To join the community and gain access to these events will cost £20 / month. A limited number of reduced cost bursary places are available by application.
To end, I’d like to share an excerpt – again from Alistair McIntosh – from a recent Thought for the Day he contributed to BBC Radio Scotland, on 27th July 2023:
“As Hebrew prophet Habbakuk put it, “vision awaits its appointed time.” And vision… isn’t just another strategic plan. Vision is a reordering of how we see reality. Without it, we’ll never reach the roots of climate change, or war, or poverty. We’d just wallow in the same old stuckness of our limitations. The Hindu scriptures say that vision is of “a light that shines in our heart… smaller than a grain of rice… or mustard-seed [yet] greater than the Earth”. And so great things begin from the smallest steps that are taken by the least of us.”
Come join us.
Hey Michael, how can I write you an email after joining the last anti-debate please?

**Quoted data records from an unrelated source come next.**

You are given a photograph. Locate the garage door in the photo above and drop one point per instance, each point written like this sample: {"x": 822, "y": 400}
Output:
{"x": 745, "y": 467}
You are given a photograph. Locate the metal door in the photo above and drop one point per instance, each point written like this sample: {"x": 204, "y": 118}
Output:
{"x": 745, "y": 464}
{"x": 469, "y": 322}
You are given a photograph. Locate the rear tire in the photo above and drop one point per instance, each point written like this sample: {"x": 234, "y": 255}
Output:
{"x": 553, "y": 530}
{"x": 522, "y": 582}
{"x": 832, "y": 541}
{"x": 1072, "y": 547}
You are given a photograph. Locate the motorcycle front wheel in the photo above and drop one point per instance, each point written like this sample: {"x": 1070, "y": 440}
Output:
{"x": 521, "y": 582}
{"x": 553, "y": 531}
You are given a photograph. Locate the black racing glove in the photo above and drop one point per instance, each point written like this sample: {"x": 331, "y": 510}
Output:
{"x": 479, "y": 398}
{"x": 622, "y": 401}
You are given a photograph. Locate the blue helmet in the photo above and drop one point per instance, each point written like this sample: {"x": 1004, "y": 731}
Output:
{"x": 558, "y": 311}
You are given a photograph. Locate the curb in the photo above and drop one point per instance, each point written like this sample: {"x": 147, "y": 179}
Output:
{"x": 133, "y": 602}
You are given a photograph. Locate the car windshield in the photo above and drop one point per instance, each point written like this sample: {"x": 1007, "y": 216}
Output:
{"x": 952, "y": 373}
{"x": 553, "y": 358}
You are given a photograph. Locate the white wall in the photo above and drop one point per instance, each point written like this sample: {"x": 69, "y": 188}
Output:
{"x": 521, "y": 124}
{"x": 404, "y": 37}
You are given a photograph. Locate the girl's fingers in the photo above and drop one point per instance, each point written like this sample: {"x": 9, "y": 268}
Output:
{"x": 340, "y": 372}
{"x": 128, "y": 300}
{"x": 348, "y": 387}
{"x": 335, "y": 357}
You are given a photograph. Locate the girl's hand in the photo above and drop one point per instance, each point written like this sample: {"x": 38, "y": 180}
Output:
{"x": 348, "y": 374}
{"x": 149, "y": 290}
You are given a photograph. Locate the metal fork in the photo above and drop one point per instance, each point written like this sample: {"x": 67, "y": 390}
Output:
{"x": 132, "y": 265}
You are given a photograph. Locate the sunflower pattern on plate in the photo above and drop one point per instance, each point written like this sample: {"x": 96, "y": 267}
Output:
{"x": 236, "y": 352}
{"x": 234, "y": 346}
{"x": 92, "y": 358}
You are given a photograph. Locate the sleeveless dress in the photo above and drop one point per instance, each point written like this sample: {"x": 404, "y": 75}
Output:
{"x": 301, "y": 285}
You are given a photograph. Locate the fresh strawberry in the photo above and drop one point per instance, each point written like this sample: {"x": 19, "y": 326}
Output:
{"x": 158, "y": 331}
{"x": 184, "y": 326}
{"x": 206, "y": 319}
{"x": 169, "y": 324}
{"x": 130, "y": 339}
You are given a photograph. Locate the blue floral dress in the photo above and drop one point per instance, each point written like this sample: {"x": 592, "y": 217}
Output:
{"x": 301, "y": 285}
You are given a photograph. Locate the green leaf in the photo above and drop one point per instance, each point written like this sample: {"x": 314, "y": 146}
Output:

This is excellent work - I’m especially excited to see fractal politics, bioregionalism, and existential creativity as focuses. My Institute’s work in combining complexity science with deliberative democracy is a close match to these priorities, so I’d love to participate in these events and even contribute as a speaker if there’s scope for this. Can we discuss becoming a member and these fruitful overlaps over email?